Causal Graph based Event Reasoning using Semantic Relation Experts (2506.06910v1)

Abstract: Understanding how events in a scenario causally connect with each other is important for effectively modeling and reasoning about events. But event reasoning remains a difficult challenge, and despite recent advances, LLMs still struggle to accurately identify causal connections between events. This struggle leads to poor performance on deeper reasoning tasks like event forecasting and timeline understanding. To address this challenge, we investigate the generation of causal event graphs (e.g., A enables B) as a parallel mechanism to help LLMs explicitly represent causality during inference. This paper evaluates both how to generate correct graphs as well as how graphs can assist reasoning. We propose a collaborative approach to causal graph generation where we use LLMs to simulate experts that focus on specific semantic relations. The experts engage in multiple rounds of discussions which are then consolidated by a final expert. Then, to demonstrate the utility of causal graphs, we use them on multiple downstream applications, and also introduce a new explainable event prediction task that requires a causal chain of events in the explanation. These explanations are more informative and coherent than baseline generations. Finally, our overall approach not finetuned on any downstream task, achieves competitive results with state-of-the-art models on both forecasting and next event prediction tasks.

• The paper introduces a collaborative framework of semantic relation experts to construct causal graphs that model event dependencies with high accuracy.
• It leverages LLM-based agents—temporal, discourse, precondition, and commonsense experts—to outperform baseline methods on causal reasoning benchmarks.
• The approach improves explainable event likelihood prediction and forecasting by generating interpretable causal chains that aid decision-making.

Semantic Relation Experts for Causal Graph-Based Event Reasoning

The paper entitled "Semantic Relation Experts for Causal Graph-Based Event Reasoning" addresses a key challenge in NLP: the identification and modeling of causal connections between events, which are crucial for effective event reasoning. Recent advancements in LLMs have improved event reasoning capabilities but still face significant obstacles in accurately pinpointing causal relationships between real-life events, particularly within the news domain. This paper proposes an innovative approach to enhance causal reasoning through the generation of causal event graphs using a set of collaborative agents focused on specific semantic relations.

Methodology

The proposed framework involves utilizing LLMs to simulate various expert agents, each concentrating on a different semantic aspect relevant to causality:

1. Temporal Expert: Focuses on the chronological order of events since a prerequisite for causality is that the cause precedes the effect.
2. Discourse Expert: Examines shared entities within events as potential indicators of causal links.
3. Precondition Expert: Considers whether one event is a necessary precondition for another, evaluating scenarios where removing one event could negate the occurrence of another.
4. Commonsense Expert: Aims to identify implicit knowledge or unstated information that could mediate causal relationships between events.

These semantic relation experts engage in multiple rounds of discussions to refine their causal assessments, and a final expert acts as a judge to consolidate these findings into a coherent causal graph. The intrinsic evaluation results reveal that this collaborative approach significantly enhances the accuracy of causal graph generation compared to direct or pairwise LLM-based methods without collaboration.

Results and Implications

The paper presents a comprehensive intrinsic evaluation using the Causal Reasoning Assessment Benchmark (CRAB) dataset, demonstrating that the collaborative approach with semantic relation experts achieves higher balanced accuracy (BAcc) and Macro F1 scores compared to baseline methods. This implementation provides more accurate causal graphs due to the diverse perspectives each agent contributes and the iterative communication process that refines these connections.

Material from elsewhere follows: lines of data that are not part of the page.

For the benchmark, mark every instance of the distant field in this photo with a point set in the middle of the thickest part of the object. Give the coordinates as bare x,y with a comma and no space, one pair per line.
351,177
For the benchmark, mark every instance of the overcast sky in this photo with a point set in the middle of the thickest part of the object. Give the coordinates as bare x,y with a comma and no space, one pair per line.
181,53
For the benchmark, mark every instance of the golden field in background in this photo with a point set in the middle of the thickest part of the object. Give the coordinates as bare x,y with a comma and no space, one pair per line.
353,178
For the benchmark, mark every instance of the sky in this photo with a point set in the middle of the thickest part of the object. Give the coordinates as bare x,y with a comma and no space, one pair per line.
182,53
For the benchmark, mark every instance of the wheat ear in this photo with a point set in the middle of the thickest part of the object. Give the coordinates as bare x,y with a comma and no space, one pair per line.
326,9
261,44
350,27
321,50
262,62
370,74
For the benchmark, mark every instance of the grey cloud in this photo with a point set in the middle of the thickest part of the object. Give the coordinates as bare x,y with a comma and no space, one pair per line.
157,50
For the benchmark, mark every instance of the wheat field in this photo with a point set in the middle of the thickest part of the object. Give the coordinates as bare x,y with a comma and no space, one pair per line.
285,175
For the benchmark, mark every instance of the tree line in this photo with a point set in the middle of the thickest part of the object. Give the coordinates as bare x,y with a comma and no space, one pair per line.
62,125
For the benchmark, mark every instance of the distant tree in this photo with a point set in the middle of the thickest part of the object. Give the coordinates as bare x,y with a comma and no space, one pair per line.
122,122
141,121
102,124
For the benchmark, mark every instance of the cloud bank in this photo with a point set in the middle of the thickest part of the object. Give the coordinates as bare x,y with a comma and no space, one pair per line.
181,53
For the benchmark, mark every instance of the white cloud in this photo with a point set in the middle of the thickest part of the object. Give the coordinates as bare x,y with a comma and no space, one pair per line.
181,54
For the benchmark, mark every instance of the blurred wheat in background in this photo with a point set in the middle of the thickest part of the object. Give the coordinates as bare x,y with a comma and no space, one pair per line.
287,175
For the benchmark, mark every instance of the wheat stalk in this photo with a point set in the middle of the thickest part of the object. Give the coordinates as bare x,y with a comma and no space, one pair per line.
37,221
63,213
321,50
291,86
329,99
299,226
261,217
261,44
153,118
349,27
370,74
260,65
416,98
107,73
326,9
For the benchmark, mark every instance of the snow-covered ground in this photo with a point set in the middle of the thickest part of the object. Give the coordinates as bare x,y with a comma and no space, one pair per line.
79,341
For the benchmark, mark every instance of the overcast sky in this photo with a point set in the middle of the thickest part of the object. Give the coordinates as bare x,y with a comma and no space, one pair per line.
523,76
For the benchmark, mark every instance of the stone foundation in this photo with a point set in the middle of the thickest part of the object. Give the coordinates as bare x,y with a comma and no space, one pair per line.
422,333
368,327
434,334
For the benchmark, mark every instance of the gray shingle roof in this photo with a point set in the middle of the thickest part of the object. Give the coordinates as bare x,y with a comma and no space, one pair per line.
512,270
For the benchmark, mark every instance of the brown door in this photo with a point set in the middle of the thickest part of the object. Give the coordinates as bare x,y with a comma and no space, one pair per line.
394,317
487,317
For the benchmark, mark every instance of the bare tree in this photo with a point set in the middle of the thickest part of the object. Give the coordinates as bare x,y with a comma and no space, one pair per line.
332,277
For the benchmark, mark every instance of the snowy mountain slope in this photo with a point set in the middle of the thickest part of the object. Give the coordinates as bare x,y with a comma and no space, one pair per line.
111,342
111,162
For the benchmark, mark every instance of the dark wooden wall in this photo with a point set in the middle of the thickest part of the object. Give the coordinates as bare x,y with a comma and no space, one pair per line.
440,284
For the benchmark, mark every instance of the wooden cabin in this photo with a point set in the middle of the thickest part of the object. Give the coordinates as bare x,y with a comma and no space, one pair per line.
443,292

The extrinsic evaluation focuses on applying these causal graphs to practical tasks in event reasoning, such as explainable event likelihood prediction, event forecasting, and next event prediction. Introducing a novel Explainable Event Likelihood Prediction (EELP) task, the paper demonstrates how causal graphs can generate more meaningful explanations of event likelihood, outperforming baseline systems in causality, coherence, and informativeness metrics.

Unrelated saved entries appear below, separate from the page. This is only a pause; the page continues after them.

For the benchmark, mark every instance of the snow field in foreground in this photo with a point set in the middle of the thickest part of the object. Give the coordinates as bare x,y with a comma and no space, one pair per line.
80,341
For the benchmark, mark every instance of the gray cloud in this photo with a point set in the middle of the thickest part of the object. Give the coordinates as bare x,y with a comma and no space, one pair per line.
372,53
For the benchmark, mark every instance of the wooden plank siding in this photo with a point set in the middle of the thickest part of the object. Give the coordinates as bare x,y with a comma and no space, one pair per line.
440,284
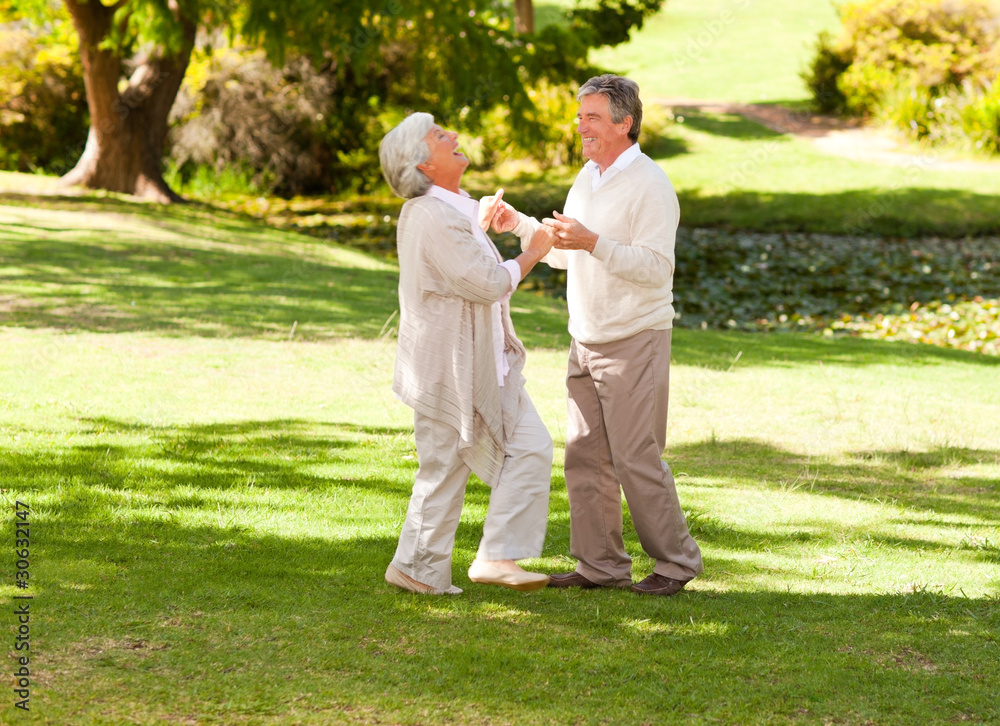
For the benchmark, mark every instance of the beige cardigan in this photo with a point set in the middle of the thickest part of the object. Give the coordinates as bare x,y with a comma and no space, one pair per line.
445,363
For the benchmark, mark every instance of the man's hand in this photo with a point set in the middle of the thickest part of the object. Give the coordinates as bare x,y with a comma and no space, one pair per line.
570,234
541,241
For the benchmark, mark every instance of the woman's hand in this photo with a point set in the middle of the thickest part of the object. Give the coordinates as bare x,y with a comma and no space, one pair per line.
489,209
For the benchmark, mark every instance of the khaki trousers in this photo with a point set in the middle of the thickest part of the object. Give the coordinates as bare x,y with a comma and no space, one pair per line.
518,510
616,433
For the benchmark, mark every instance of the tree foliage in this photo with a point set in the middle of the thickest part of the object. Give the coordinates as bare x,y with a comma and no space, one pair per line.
458,60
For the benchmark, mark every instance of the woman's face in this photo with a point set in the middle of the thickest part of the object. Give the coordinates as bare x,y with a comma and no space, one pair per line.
446,163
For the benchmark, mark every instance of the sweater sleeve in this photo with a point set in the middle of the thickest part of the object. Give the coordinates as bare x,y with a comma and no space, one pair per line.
648,258
464,265
526,228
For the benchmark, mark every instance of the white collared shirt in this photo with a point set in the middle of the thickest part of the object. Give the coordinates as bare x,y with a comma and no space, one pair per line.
469,207
598,179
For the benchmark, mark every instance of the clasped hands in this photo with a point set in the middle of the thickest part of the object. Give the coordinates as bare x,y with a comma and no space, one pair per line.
569,233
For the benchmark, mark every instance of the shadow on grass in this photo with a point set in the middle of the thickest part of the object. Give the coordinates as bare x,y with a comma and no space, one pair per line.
952,213
915,481
172,617
730,350
730,126
274,454
88,274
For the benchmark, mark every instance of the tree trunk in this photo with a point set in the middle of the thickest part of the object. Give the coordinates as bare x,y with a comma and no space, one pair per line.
128,128
524,16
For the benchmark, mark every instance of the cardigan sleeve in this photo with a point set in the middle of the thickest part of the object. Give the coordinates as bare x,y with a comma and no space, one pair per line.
463,266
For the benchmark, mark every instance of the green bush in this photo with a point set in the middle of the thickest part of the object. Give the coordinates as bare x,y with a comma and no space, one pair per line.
980,120
828,64
927,67
43,103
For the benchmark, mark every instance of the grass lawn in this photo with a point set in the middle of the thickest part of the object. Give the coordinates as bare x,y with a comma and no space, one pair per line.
732,50
197,410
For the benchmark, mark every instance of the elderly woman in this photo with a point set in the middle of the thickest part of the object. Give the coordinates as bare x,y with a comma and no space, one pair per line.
458,366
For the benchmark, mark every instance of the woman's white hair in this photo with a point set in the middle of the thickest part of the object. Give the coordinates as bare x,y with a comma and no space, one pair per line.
401,150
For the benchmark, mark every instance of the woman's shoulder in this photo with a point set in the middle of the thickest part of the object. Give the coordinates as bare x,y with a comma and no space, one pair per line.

Moreover, the causal graph-based approach achieves competitive results with state-of-the-art models on forecasting tasks, emphasizing its utility not just in prediction but in providing inherent explanations. This method allows for the generation of causal chains that elucidate predicted outcomes, enhancing both transparency and interpretability in decision-making processes involving real-world events.

Future Directions

The research posits promising avenues for employing causal graphs in further AI-developments. These include refining the collaborative method to reduce computational costs associated with multiple expert communications, exploring the integration of additional semantic relation experts, and enhancing causal inference techniques to accommodate more nuanced event representations. Additionally, expanding the dataset to incorporate diverse real-world scenarios beyond the news domain could strengthen the model's applicability across various fields in NLP and artificial intelligence.

In conclusion, the framework introduced in this paper marks a significant stride in causal reasoning, moving beyond correlative event modeling to incorporate nuanced event dependencies that improve understanding and prediction capabilities. By leveraging the expertise of specialized agents within a collaborative framework, this research paves the way for more robust and interpretable event reasoning systems in AI.